To be honest, I am finding it difficult to believe that this government is really government of the people voted in by the people. Or should we force our conscience to still accept that this government is a true reflection of what governance is all about? How many Nigerians did the Jonathan’s administration listen to before dictatorially announcing its controversial subsidy removal? Or are the views of those international consultants from the West and others from abroad more important than our collective views as bona fide Nigerians who know and daily feel the pinch of the harsh economic situation in the country?
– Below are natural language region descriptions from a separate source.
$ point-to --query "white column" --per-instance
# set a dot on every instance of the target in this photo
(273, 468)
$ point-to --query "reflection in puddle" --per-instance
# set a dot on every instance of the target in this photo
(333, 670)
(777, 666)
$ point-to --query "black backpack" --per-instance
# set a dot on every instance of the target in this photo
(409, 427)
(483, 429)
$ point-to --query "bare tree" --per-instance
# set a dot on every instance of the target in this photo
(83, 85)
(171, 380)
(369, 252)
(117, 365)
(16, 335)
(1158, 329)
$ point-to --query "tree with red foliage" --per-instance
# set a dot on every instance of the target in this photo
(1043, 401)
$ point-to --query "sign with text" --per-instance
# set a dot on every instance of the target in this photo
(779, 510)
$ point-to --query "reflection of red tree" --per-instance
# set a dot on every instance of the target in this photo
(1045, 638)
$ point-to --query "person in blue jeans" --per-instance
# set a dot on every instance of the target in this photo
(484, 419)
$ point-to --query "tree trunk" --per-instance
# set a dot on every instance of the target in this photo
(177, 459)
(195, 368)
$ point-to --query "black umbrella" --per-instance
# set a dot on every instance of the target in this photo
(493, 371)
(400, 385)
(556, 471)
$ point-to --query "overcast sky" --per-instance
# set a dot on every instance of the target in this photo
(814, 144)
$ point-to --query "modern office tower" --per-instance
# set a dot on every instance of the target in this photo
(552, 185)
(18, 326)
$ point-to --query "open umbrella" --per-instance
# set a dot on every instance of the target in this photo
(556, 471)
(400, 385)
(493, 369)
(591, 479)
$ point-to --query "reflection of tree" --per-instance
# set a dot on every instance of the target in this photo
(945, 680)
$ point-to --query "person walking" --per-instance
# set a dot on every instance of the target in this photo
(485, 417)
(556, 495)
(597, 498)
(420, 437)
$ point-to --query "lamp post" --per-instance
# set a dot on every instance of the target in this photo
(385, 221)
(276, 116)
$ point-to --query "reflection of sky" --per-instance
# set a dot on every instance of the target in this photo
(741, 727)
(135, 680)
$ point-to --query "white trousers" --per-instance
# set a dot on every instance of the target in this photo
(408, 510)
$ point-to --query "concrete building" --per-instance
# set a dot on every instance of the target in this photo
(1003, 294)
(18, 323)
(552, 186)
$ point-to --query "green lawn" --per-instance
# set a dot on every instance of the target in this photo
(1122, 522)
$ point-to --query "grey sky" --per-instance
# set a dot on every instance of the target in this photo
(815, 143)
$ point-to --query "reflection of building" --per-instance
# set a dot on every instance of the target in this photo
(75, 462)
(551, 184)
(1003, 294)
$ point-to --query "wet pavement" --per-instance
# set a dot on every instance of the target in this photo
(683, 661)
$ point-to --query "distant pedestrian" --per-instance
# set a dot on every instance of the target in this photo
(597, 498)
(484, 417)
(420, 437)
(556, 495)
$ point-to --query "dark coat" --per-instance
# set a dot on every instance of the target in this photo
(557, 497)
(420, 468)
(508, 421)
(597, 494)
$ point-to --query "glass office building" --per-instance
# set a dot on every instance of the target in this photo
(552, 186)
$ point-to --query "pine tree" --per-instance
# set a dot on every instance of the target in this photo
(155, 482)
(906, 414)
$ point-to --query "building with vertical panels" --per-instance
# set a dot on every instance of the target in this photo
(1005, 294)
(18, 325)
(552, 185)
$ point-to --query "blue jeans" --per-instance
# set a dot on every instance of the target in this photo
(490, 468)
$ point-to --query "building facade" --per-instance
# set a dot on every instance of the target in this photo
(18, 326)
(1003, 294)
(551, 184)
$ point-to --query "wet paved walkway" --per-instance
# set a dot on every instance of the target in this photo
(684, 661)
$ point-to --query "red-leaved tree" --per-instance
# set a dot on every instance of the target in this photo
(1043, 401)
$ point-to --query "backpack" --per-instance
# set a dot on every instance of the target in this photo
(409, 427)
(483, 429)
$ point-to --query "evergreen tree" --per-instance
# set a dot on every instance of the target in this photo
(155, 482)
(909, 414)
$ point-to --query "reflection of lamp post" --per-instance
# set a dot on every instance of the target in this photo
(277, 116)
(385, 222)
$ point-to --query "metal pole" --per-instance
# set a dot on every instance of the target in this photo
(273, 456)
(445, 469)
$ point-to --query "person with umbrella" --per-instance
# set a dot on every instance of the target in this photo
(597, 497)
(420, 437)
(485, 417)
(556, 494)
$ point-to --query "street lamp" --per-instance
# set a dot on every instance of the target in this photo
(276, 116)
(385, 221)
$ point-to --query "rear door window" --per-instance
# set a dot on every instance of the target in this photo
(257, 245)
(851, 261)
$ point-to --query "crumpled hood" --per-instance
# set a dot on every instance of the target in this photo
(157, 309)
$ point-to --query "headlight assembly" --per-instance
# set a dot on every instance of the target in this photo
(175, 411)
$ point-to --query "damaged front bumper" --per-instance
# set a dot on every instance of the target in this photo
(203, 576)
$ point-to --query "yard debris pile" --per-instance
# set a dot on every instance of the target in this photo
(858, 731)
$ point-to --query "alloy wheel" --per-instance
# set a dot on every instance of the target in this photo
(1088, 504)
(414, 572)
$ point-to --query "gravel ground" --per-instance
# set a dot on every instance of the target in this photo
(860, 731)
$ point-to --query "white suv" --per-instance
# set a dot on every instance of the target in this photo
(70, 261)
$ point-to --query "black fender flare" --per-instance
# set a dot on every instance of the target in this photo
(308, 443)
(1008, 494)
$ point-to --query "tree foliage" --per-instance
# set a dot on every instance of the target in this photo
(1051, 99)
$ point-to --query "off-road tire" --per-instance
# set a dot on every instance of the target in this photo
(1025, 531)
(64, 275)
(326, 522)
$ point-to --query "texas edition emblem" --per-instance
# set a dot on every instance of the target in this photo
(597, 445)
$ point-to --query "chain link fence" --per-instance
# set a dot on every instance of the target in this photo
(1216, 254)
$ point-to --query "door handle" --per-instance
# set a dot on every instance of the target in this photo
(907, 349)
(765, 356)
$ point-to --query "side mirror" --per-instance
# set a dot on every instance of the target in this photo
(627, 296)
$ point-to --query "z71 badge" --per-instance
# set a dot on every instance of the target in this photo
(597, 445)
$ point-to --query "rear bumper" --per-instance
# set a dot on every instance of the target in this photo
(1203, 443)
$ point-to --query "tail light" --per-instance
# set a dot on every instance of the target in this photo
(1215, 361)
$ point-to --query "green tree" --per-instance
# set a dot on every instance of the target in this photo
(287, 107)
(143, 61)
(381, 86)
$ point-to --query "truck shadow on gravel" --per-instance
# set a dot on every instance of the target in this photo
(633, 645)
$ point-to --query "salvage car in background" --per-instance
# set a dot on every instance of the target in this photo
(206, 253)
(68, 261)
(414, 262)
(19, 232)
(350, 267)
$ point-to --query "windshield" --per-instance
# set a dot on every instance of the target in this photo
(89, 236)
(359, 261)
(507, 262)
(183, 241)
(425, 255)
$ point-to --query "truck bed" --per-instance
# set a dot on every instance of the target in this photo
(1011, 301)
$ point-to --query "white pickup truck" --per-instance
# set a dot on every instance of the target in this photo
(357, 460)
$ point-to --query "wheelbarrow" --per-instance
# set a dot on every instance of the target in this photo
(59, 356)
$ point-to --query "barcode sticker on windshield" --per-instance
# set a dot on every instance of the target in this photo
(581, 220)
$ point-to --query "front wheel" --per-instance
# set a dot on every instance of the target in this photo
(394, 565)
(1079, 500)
Why should Nigerians from now on not be suspicious of this present administration when it has brazenly displayed it’s not listening and is showing anti-people attitude in broad day light? Can President Jonathan come out boldly tomorrow to seek their sympathy on whatever issue from now on? Why should a president who promised heaven on earth and swore on oath to protect the social, economic and political interests of its citizens suddenly turn against them and give them an early dose of suffering in a new year, despite the insecurity and economic hardship they are facing? Or the fact that our once upon a time lecturer turned president, who providence smiled on with the highest position in the land has soon forgotten that not all family in the creek and in all other parts of the country now enjoys a free presidential goodies, which include a free house in Aso Rock, free petrol for all the presidential cars, free electricity, free security, free cooking gas, free food and other sumptuous chop-chop and mollycoddles that go with the office of the president of the Federal Republic of Nigeria.
I thought power belongs to the people and the people are power, then should we see the present administration under the captainship and control of President Goodluck Ebele Jonathan, as truly the universal acceptance of democracy being the government of the people by the people? And a very important question is: Will it be wise for Nigerians to see and view the government that has refused to listen to their cries really for the people?